Initial commit done, and follow-on patch attached.  The docs took
longer to write than the code.  I spent a fair amount of time trying
to make it all make sense, but suggestions are welcome.

...Robert
*** a/doc/src/sgml/libpq.sgml
--- b/doc/src/sgml/libpq.sgml
***************
*** 2933,2952 **** typedef struct {
     <variablelist>
      <varlistentry>
       <term>
!       <function>PQescapeStringConn</function>
        <indexterm>
!        <primary>PQescapeStringConn</primary>
        </indexterm>
       </term>
  
       <listitem>
       <para>
!       <function>PQescapeStringConn</function> escapes a string for
        use within an SQL command.  This is useful when inserting data
        values as literal constants in SQL commands.  Certain characters
        (such as quotes and backslashes) must be escaped to prevent them
        from being interpreted specially by the SQL parser.

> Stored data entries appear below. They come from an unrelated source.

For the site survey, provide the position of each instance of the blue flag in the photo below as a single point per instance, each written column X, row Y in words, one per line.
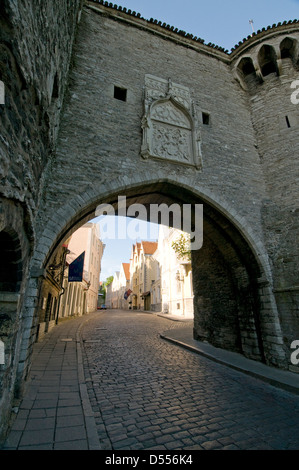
column 76, row 269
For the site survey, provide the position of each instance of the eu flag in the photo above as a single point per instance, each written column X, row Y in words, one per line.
column 76, row 269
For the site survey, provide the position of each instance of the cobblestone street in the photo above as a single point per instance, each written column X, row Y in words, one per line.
column 149, row 394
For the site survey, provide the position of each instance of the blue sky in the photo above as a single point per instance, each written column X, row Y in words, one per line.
column 220, row 22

!       <function>PQescapeStringConn</> performs this operation.
       </para>
  
       <tip>
--- 2933,2975 ----
     <variablelist>
      <varlistentry>
       <term>
!       <function>PQescapeLiteral</function>
        <indexterm>
!        <primary>PQescapeLiteral</primary>
        </indexterm>
       </term>
  
       <listitem>
       <para>
!       <synopsis>
!        size_t PQescapeLiteral(PGconn *conn, char *str, size_t len)
!       </synopsis>
!      </para>
! 
!      <para>
!       <function>PQescapeLiteral</function> escapes a string for
        use within an SQL command.  This is useful when inserting data
        values as literal constants in SQL commands.  Certain characters
        (such as quotes and backslashes) must be escaped to prevent them
        from being interpreted specially by the SQL parser.
!       <function>PQescapeLiteral</> performs this operation.
!      </para>
! 
!      <para>
!       <function>PQescapeLiteral</> returns an escaped version of the
!       <parameter>str</parameter> parameter in memory allocated with
!       <function>malloc()</>.  This memory should be freed using
!       <function>PQfreemem()</> when the result is no longer needed.
!       A terminating zero byte is not required, and should not be
!       counted in <parameter>length</>.  (If a terminating zero byte is found
!       before <parameter>length</> bytes are processed,
!       <function>PQescapeStringConn</> stops at the zero; the behavior is
!       thus rather like <function>strncpy</>.) The
!       return string has all special characters replaced so that they can
!       be properly processed by the <productname>PostgreSQL</productname>
!       string literal parser.  A terminating zero byte is also added.  The
!       single quotes that must surround <productname>PostgreSQL</productname>
!       string literals are included in the result string.
       </para>
  
       <tip>
***************
*** 2963,2969 **** typedef struct {
--- 2986,3055 ----
        Note that it is not necessary nor correct to do escaping when a data
        value is passed as a separate parameter in <function>PQexecParams</> or
        its sibling routines.
+      </para>
+      </listitem>
+     </varlistentry>
+ 
+     <varlistentry>
+      <term>
+       <function>PQescapeIdentifier</function>
+       <indexterm>
+        <primary>PQescapeIdentifier</primary>
+       </indexterm>
+      </term>
+ 
+      <listitem>
+      <para>
+       <synopsis>
+        size_t PQescapeIdentifier(PGconn *conn, char *str, size_t len)
+       </synopsis>
+      </para>
+ 
+      <para>
+       <function>PQescapeIndentifier</function> escapes a string for
+       use as an SQL identifier, such as a table, column, or function name.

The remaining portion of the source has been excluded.